Waiting for the muse to descend so you can write is, sadly, a tragic fallacy. “Writing is 99 percent perspiration, and one percent inspiration,” a wise person once said. Writing is work, and like any job, it requires commitment and sustained focus.
I recently taught a memoir class at the San Francisco Writers Grotto. For our last session, we discussed practical considerations of the writing life. It’s possible to teach the craft of writing, but impossible to teach the perspiration part – because you must develop a writing habit over time and refine it to suit your character and life circumstances.
Here are eight ways to create an infrastructure to support your practice – building blocks I’ve developed and tested in my own life.
- Set up a writing routine with a dedicated space and time. Prioritizing writing when you have a million demands on your time is challenging. When I was a young working mother, I stayed late in a quiet office to catch an uninterrupted 30 to 45 minutes. That, plus occasional writing workshops and weekends away, kept me going.
- Get support – a writing group and a writing partner are essential to creating a writing habit and providing accountability and consistent feedback. Writing can be lonely. You need companions on the journey. For major projects, you may need a writing coach or an editor in addition to your writing group.
- Study with the pros, people who write for a living. At the Writers Grotto, all classes are taught by working writers who publish in the genre they are teaching. If you want to go all in, consider a low-residency (largely online) or on-campus MFA program. Getting a degree in creative writing is not a necessity, but it’s helpful if you want mentoring and focused feedback.
- Practice your craft – treat it like a job. If you follow step 1, you have a time and place set aside to work. Now, show up over and over. Some people set specific word counts for each writing session – 500 words is a popular choice. Do what works for you, but remember that unless your butt is in the chair, inspiration cannot find you.
- Get feedback from informed, supportive readers. “Beta readers” are a vital part of any writer’s arsenal. For my current book project, a novel about the search for family that goes haywire when the middle-aged protagonist attempts to refill her empty nest, I’ve had multiple readers, in addition to a professional editor. Choose wisely. Best to avoid loved ones, and choose experienced writers who can offer objective responses.
- Take creative time outs – artist dates, retreat centers, writing vacations. Often, the best way to work on a piece is to step away for a period. Writing is hard work, so recharging your batteries is essential.

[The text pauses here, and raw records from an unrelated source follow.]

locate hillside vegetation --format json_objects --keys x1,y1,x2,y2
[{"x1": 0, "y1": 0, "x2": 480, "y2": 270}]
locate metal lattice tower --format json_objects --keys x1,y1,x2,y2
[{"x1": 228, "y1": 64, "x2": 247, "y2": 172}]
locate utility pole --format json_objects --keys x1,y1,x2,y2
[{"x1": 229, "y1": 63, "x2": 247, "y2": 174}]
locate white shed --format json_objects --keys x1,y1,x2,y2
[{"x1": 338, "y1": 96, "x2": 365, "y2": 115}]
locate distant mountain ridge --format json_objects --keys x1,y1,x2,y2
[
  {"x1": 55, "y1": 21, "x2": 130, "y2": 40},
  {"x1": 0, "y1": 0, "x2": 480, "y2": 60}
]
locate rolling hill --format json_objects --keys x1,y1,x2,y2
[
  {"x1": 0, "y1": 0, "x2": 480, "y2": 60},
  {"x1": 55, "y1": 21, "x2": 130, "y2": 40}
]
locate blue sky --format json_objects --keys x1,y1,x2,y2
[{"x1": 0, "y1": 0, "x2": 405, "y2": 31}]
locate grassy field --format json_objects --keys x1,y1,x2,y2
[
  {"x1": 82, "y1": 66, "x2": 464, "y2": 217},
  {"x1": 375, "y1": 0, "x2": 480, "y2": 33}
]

- Read widely in your chosen genre, and outside it as well. I especially recommend poetry. It is the equivalent of jazz improvisation – the farthest leaps we make with language. Its music will sharpen your senses and improve your prose.
- Never give up. I cannot over-estimate the importance of persistence. There will be times of creative drought, disappointment, and rejection. Don’t let it stop you. Keep coming back over and over and, in time, you will come to trust your work habits and the mysterious ways the universe supports people who continue to show up.
For more on this important topic, see “Why I Write” by Robert Phillips, from The Practical Writer, and “The Getaway Car” by Ann Patchett in This is the Story of a Happy Marriage, two short but inspiring essays.